Exposure-Safety Relationship

• A summary of the probability of experiencing TEAEs based on apalutamide exposure is shown below in Table: Exposure-Safety Analysis of Treatment-Emergent Adverse Events. The analysis demonstrated that patients with increased apalutamide exposure had an increased incidence of skin rash and pruritus.

Time to Dose Modification - Exploratory Analysis From the SPARTAN and TITAN Studies

Yu et al (2023)¹⁰ conducted an exploratory analysis to assess time to dose modification in patients with evaluable apalutamide plasma concentration using pooled data from the SPARTAN and TITAN studies (N=1299). Time to dose modification was determined based on when subjects had a dose reduction to below 240 mg. Area under the curve at steady state (AUC_ss) was used. Temporary dose interruptions or reductions on the last day of treatment were not considered dose reductions. A Kaplan-Meier survival analysis was conducted based on the quartiles of apalutamide exposure (AUC_ss) and a separate subgroup analysis was conducted in patients who experienced rash.

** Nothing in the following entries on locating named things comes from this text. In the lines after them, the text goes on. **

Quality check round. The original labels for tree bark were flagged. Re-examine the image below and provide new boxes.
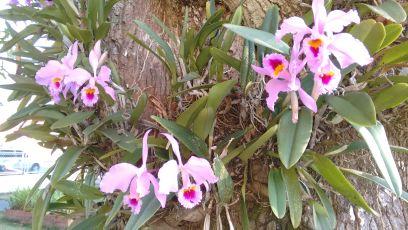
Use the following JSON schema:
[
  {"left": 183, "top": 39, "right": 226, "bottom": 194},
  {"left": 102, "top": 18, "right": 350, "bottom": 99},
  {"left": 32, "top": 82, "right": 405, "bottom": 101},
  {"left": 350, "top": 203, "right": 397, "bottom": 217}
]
[{"left": 106, "top": 0, "right": 408, "bottom": 229}]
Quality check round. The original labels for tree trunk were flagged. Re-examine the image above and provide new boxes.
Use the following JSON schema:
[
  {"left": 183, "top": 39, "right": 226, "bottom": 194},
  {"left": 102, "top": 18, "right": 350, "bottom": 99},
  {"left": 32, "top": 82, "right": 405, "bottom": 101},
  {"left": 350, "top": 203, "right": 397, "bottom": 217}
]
[{"left": 106, "top": 0, "right": 408, "bottom": 229}]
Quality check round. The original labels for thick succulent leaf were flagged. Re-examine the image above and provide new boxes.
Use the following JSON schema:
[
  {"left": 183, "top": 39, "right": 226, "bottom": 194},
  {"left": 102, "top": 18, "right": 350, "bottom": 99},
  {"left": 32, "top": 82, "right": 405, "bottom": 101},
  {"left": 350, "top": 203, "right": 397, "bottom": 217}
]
[
  {"left": 374, "top": 83, "right": 408, "bottom": 112},
  {"left": 268, "top": 169, "right": 286, "bottom": 219},
  {"left": 224, "top": 24, "right": 289, "bottom": 54},
  {"left": 213, "top": 157, "right": 234, "bottom": 204},
  {"left": 282, "top": 167, "right": 303, "bottom": 228},
  {"left": 361, "top": 0, "right": 407, "bottom": 23},
  {"left": 354, "top": 122, "right": 402, "bottom": 197},
  {"left": 380, "top": 23, "right": 403, "bottom": 49},
  {"left": 325, "top": 92, "right": 376, "bottom": 127},
  {"left": 51, "top": 111, "right": 94, "bottom": 129},
  {"left": 278, "top": 108, "right": 313, "bottom": 168},
  {"left": 350, "top": 19, "right": 386, "bottom": 55}
]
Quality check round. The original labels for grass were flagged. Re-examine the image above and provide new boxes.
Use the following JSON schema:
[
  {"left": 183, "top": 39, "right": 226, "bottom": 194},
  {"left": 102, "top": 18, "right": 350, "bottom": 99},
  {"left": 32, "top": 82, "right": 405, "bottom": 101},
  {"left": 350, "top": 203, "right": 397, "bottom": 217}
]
[{"left": 0, "top": 212, "right": 31, "bottom": 230}]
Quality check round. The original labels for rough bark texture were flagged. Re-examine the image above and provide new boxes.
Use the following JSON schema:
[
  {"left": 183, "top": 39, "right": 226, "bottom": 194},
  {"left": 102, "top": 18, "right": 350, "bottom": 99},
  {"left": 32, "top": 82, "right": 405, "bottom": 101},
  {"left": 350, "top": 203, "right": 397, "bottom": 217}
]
[
  {"left": 107, "top": 0, "right": 179, "bottom": 115},
  {"left": 106, "top": 0, "right": 408, "bottom": 229},
  {"left": 224, "top": 0, "right": 302, "bottom": 27}
]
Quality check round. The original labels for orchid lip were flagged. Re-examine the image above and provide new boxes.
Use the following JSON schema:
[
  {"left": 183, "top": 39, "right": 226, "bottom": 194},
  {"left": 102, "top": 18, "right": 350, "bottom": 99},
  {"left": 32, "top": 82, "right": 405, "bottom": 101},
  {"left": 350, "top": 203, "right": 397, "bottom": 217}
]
[
  {"left": 129, "top": 198, "right": 139, "bottom": 206},
  {"left": 269, "top": 59, "right": 285, "bottom": 76},
  {"left": 308, "top": 38, "right": 323, "bottom": 57},
  {"left": 51, "top": 77, "right": 61, "bottom": 89},
  {"left": 183, "top": 185, "right": 197, "bottom": 202},
  {"left": 85, "top": 88, "right": 95, "bottom": 100},
  {"left": 320, "top": 71, "right": 334, "bottom": 85}
]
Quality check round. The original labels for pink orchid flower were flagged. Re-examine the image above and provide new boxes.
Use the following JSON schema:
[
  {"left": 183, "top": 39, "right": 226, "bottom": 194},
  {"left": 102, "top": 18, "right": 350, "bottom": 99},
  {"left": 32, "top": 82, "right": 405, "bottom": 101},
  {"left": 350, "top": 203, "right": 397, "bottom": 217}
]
[
  {"left": 253, "top": 35, "right": 317, "bottom": 123},
  {"left": 100, "top": 130, "right": 166, "bottom": 214},
  {"left": 252, "top": 53, "right": 288, "bottom": 78},
  {"left": 158, "top": 133, "right": 218, "bottom": 208},
  {"left": 276, "top": 0, "right": 373, "bottom": 73},
  {"left": 66, "top": 41, "right": 116, "bottom": 107},
  {"left": 312, "top": 62, "right": 341, "bottom": 100},
  {"left": 35, "top": 42, "right": 78, "bottom": 103}
]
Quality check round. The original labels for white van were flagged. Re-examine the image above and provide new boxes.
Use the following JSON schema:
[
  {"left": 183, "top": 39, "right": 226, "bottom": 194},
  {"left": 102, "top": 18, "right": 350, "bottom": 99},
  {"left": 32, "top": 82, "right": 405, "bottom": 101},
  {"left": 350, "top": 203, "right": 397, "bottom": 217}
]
[{"left": 0, "top": 149, "right": 40, "bottom": 174}]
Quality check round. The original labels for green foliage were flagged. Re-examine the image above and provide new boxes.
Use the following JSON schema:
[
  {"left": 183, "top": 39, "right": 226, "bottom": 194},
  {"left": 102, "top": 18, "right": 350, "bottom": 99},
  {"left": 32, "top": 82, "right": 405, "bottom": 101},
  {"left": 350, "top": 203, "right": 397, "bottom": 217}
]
[
  {"left": 214, "top": 158, "right": 234, "bottom": 204},
  {"left": 9, "top": 188, "right": 38, "bottom": 210},
  {"left": 278, "top": 109, "right": 313, "bottom": 169},
  {"left": 361, "top": 0, "right": 407, "bottom": 23},
  {"left": 326, "top": 92, "right": 376, "bottom": 127},
  {"left": 0, "top": 0, "right": 408, "bottom": 229},
  {"left": 354, "top": 122, "right": 402, "bottom": 197},
  {"left": 268, "top": 169, "right": 287, "bottom": 219}
]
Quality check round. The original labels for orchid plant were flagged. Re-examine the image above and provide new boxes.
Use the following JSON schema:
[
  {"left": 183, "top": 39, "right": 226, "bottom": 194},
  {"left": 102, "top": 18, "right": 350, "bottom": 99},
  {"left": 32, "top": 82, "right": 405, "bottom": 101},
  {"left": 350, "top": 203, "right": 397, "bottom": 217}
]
[
  {"left": 0, "top": 0, "right": 408, "bottom": 229},
  {"left": 35, "top": 41, "right": 115, "bottom": 107}
]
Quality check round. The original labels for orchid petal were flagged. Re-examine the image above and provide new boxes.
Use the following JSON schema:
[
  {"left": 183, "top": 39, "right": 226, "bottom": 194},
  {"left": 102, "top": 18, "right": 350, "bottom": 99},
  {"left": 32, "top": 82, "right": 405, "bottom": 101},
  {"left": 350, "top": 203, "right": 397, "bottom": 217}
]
[
  {"left": 99, "top": 163, "right": 138, "bottom": 193},
  {"left": 312, "top": 0, "right": 327, "bottom": 34},
  {"left": 157, "top": 160, "right": 179, "bottom": 194},
  {"left": 276, "top": 17, "right": 311, "bottom": 40},
  {"left": 147, "top": 173, "right": 167, "bottom": 208},
  {"left": 265, "top": 79, "right": 290, "bottom": 111},
  {"left": 183, "top": 156, "right": 218, "bottom": 185},
  {"left": 81, "top": 83, "right": 99, "bottom": 107},
  {"left": 96, "top": 65, "right": 111, "bottom": 85},
  {"left": 64, "top": 68, "right": 92, "bottom": 86},
  {"left": 252, "top": 65, "right": 271, "bottom": 76},
  {"left": 161, "top": 133, "right": 183, "bottom": 165},
  {"left": 135, "top": 172, "right": 150, "bottom": 197},
  {"left": 142, "top": 129, "right": 152, "bottom": 169},
  {"left": 103, "top": 85, "right": 116, "bottom": 101},
  {"left": 89, "top": 40, "right": 101, "bottom": 74},
  {"left": 35, "top": 60, "right": 64, "bottom": 86},
  {"left": 325, "top": 10, "right": 360, "bottom": 33},
  {"left": 177, "top": 184, "right": 203, "bottom": 209},
  {"left": 298, "top": 88, "right": 317, "bottom": 113},
  {"left": 328, "top": 33, "right": 373, "bottom": 68}
]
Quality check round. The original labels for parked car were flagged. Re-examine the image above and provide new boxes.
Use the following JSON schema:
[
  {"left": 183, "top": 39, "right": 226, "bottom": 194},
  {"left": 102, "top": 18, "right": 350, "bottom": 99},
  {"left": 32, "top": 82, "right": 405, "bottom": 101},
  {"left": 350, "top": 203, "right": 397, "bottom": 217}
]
[{"left": 0, "top": 149, "right": 41, "bottom": 173}]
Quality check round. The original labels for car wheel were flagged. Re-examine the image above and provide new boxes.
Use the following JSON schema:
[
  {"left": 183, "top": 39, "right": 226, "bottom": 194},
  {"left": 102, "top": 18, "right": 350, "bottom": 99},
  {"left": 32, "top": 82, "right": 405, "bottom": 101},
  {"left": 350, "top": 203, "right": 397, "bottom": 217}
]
[{"left": 30, "top": 163, "right": 40, "bottom": 172}]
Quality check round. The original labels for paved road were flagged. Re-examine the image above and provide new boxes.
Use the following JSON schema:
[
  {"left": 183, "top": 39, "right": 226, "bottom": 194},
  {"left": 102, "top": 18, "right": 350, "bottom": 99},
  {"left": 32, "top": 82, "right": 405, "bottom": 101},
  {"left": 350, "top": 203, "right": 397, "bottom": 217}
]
[{"left": 0, "top": 173, "right": 47, "bottom": 193}]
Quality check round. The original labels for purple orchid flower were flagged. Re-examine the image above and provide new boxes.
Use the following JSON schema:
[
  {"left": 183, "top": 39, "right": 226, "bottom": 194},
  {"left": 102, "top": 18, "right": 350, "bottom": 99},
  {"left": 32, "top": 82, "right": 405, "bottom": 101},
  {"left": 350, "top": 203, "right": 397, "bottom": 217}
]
[
  {"left": 276, "top": 0, "right": 373, "bottom": 73},
  {"left": 100, "top": 130, "right": 166, "bottom": 214},
  {"left": 65, "top": 41, "right": 116, "bottom": 107},
  {"left": 35, "top": 42, "right": 78, "bottom": 103},
  {"left": 8, "top": 0, "right": 19, "bottom": 6},
  {"left": 253, "top": 35, "right": 317, "bottom": 123},
  {"left": 35, "top": 60, "right": 66, "bottom": 103},
  {"left": 158, "top": 133, "right": 218, "bottom": 208}
]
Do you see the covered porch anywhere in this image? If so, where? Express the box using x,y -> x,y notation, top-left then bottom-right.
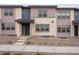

• Of the 1299 PK eligible patients, 114 patients (8.8%) had a dose reduction due to an AE. No notable difference was identified in the number of dose modifications attributed to any AE between quartiles of exposure for the total population.
• In the subgroup analysis, 56 patients were identified to have a dose reduction due to rash with no notable difference in dose modifications with increase in exposure.
• No significant difference was observed between dose modifications due to rash vs non-rash AEs. No clear relationship between exposure and time to dose modification was identified when evaluating all dose modifications and dose modifications due to rash only.

Literature Search

A literature search of MEDLINE^®, Embase^®, BIOSIS Previews^®, and Derwent Drug File (and/or other resources, including internal/external databases) was conducted on 22 July 2024. Summarized in this response are relevant data limited to the phase 3 SPARTAN and TITAN studies in patients with nmCRPC and mCSPC, respectively.